Ceará Acontece: 49% deixaram de falar sobre política para evitar discussões, diz pesquisa

domingo, 31 de julho de 2022

49% deixaram de falar sobre política para evitar discussões, diz pesquisa

 

Metade da população altera comportamento com o acirramento da tensão eleitoral

Metade do eleitorado brasileiro (49%) diz ter deixado de conversar sobre política com amigos e familiares nos últimos meses para evitar discussões, diante do acirramento eleitoral, mostra pesquisa Datafolha realizada na semana passada.

 

A pesquisa indica que o índice é maior entre os eleitores de Lula (54%), candidato do PT, frente aos 40% dos apoiadores de Jair Bolsonaro (PL). A dois meses do primeiro turno, o Datafolha apresentou três situações de constrangimento ou coação e pediu aos entrevistados que respondessem se já passaram ou não por casos do tipo.

 

Além de deixarem de falar do assunto com pessoas próximas, que são 49%, 15% disseram já ter recebido ameaça verbal e 7%, física. Dos entrevistados, 54% afirmaram ter vivido alguma situação de constrangimento, ameaça física ou verbal em razão de suas posições políticas nos últimos meses.

 

O contingente é mais alto entre simpatizantes do PT (63%), eleitores de Lula (58%), mais instruídos (62%), que reprovam o governo Bolsonaro (62%), autodeclarados pretos (60%) e homossexuais e bissexuais (65%).

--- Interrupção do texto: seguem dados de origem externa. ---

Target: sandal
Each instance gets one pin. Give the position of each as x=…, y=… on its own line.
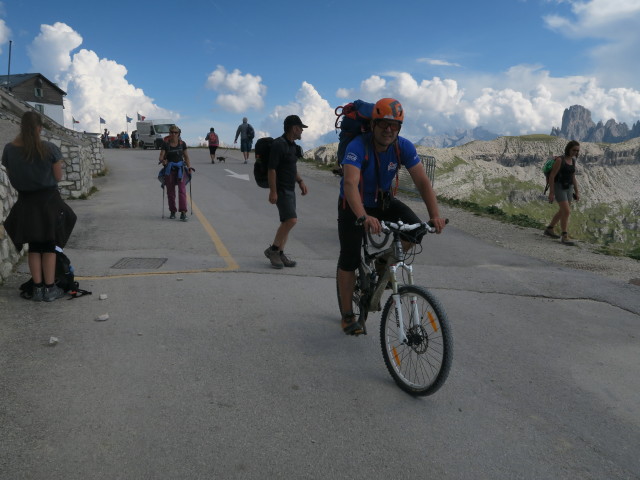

Entre os que afirmam ter sofrido ameaça verbal por motivação política, o índice passa a 19% entre os que têm intenção de votar em Lula. No lado de Bolsonaro, o índice é de 12%. Em relação a ameaças físicas, o índice é de 9% entre os eleitores de Lula e de 5% entre os de Bolsonaro.

 

Aplicativo de mensagens

 

No WhatsApp, aplicativo de conversa mais popular entre os brasileiros e central na comunicação política de 2018, 43% pararam de falar sobre política e 19% saíram de algum grupo. Considerando outras redes sociais, 41% das pessoas deixaram de comentar e publicar conteúdo eleitoral.

 

De maneira geral, as taxas são mais altas entre os eleitores de Lula do que entre os de Bolsonaro. Na primeira situação, entre os eleitores do petista o índice é de 46%, ante 38% entre os eleitores do presidente, na segunda situação, 44% ante 35%, e na terceira, 23% ante 13%.

 

Embora 78% dos entrevistados tenham algum aplicativo de mensagens, só 8% participam de grupos de apoio aos dois presidenciáveis que lideram a pesquisa, sendo 4% para Lula e 4% para Bolsonaro.


A maioria (70%) não participa de grupo de apoio político. Entre eleitores do presidente, 12% estão em algum grupo. Já entre os eleitores de Lula, 9%.